Montherlant déclarait que personne ne meurt pour une cause mais pour l'identité que cette mort nous donne de nous-mêmes. Lorsque le général Bigeard, les larmes aux yeux, évoque la mort du sergent-chef Sentenac agonisant dans les sables du Sahara, il garde à l'esprit l'image lumineuse de celui qui, changeant de visage troque la figure du quelconque lansquenet contre celle de l'archange. Sans une plainte, sans une lamentation au mur, Sentenac s'efforce de mourir. Comme soldat citoyen, défenseur et gardien de l'identité nationale, il respecte le pacte sacré conclu avec lui-même qui fit écrire à Vigny le poète soldat et auteur de "Servitude et grandeur militaires" :
"Pleurer, prier, gémir est également lâche
Fais énergiquement ta longue et lourde tache
Dans la voie où le sort a voulu t'appeler
Puis, après, comme moi, souffre et meurs sans parler."
Dans l'antique Sparte, on opposait le soldat qui exerçait le métier des armes pour recevoir "une solde" au guerrier qui avait le droit de porter les armes pour la protection de l'identité de la Cité.
Pour ceux qui vont au ciel, le visage découvert, le seul privilège du grade n'est pas de calculer sa retraite complémentaire en songeant combien bonne est la France avec ses aides sociales, mais bien de monter à l'assaut en criant non pas "En avant !" mais "Suivez-moi !".
Drieu, le héros maudit de Charleroi, écrivit : "Il y a beaucoup d'action dans l'homme de rêve et beaucoup de rêve dans l'homme d'action."
Le guerrier n'est pas un fou sanglant, il laisse cette charge aux financiers et aux hommes politiques qui cassent les pots qu'il doit payer... lui .
Lui, il sait, il n'est dupe en rien. Il a choisit son camp et proclame par ses actes ce qu'illustraient les écriteaux des Marines à Khé-Sanh en 1968 : "Home is where you dig it".
La morale du guerrier n'est pas utilitaire et c'est pourquoi ceux-ci se font rares dans notre société. Le jeune officier conscient de ses responsabilités et qui tremble avec ses hommes devant des ennemis plus expérimentés se demande-t-il : "A quoi ça sert ?". Noblesse se tait.
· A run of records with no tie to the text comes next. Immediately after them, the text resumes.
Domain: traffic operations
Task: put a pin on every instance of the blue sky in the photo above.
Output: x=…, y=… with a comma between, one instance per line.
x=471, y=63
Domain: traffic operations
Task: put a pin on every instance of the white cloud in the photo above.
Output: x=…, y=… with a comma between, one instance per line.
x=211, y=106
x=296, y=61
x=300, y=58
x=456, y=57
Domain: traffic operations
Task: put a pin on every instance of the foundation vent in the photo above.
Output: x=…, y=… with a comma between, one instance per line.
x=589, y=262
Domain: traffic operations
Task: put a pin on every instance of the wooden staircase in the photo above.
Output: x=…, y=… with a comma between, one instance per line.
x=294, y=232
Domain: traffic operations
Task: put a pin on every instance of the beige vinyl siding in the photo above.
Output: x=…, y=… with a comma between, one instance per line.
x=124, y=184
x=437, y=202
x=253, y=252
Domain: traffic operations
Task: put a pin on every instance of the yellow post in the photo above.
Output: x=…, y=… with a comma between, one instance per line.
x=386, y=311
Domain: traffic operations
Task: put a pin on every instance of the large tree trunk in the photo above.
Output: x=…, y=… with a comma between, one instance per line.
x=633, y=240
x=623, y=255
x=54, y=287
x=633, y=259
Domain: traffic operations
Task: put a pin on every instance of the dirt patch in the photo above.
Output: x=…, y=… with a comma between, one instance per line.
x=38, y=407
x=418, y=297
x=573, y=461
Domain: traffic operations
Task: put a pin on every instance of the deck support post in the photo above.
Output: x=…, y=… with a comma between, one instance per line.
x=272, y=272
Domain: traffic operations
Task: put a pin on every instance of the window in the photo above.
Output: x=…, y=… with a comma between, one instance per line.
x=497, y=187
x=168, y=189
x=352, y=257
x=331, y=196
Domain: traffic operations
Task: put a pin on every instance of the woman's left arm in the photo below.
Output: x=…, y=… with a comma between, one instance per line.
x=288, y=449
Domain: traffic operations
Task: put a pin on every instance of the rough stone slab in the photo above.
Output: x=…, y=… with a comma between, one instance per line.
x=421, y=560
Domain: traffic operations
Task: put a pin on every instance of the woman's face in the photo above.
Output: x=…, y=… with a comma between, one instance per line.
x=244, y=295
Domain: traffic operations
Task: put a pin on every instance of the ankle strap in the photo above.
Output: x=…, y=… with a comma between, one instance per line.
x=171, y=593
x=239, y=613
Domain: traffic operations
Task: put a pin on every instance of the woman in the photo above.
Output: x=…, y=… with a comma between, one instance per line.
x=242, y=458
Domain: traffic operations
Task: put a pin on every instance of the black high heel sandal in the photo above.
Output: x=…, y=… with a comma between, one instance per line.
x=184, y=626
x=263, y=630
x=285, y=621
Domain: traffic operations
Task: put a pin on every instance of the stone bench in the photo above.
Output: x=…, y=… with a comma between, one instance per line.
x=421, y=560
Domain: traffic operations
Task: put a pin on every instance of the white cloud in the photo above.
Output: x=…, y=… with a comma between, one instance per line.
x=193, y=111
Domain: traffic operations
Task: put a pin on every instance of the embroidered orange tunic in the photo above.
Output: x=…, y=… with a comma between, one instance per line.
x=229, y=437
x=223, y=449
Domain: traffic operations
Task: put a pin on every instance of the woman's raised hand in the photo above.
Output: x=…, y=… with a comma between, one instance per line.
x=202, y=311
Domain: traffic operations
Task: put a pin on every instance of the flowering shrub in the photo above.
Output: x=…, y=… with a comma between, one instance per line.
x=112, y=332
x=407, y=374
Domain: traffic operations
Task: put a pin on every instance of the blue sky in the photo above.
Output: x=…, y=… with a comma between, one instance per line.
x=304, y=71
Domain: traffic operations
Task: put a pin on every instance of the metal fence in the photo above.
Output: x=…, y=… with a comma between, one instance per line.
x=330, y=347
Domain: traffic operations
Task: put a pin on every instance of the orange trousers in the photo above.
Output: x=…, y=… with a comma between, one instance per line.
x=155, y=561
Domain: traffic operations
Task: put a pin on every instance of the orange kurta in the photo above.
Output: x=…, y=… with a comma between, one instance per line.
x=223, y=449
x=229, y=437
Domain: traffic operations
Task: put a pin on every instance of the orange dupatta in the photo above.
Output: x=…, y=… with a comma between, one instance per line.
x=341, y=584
On ne lui volera pas son identité dernière qui scellera son destin. Que lui importe ces petits marquis poudrés, ces intellectuels rondouillards qui, à Paris, loin des poussières de la piste débattront de l'identité nationale face à des « bobos » ou des « indigènes de la république » éructant leur mal-être.
"Honte à ceux qui se plaignent de leur destin, pensera-t-il en ressoudant davantage la cohésion de son unité. Je suis là, comme Saganne, seul mais avec des hommes. Seuls sont mes hommes, mais je suis là."
Solitude du guerrier quand, à l'arrière, on papote, on ergote, on sanglote ...
Combien de pilotes de la RAF en 1940 ? Combien de maquisards sur le plateau des Glières ? Combien de paras pour sauter sur Dien Bien Phu encerclé ?
Pour le guerrier, sur son domaine, sur sa terre où règne l'éphémère, c'est ainsi. La fortune fuit, la vie fuit, la patrie fuit parfois aussi mais il est une chose qui jamais ne fuira : le jugement porté sur chaque mort.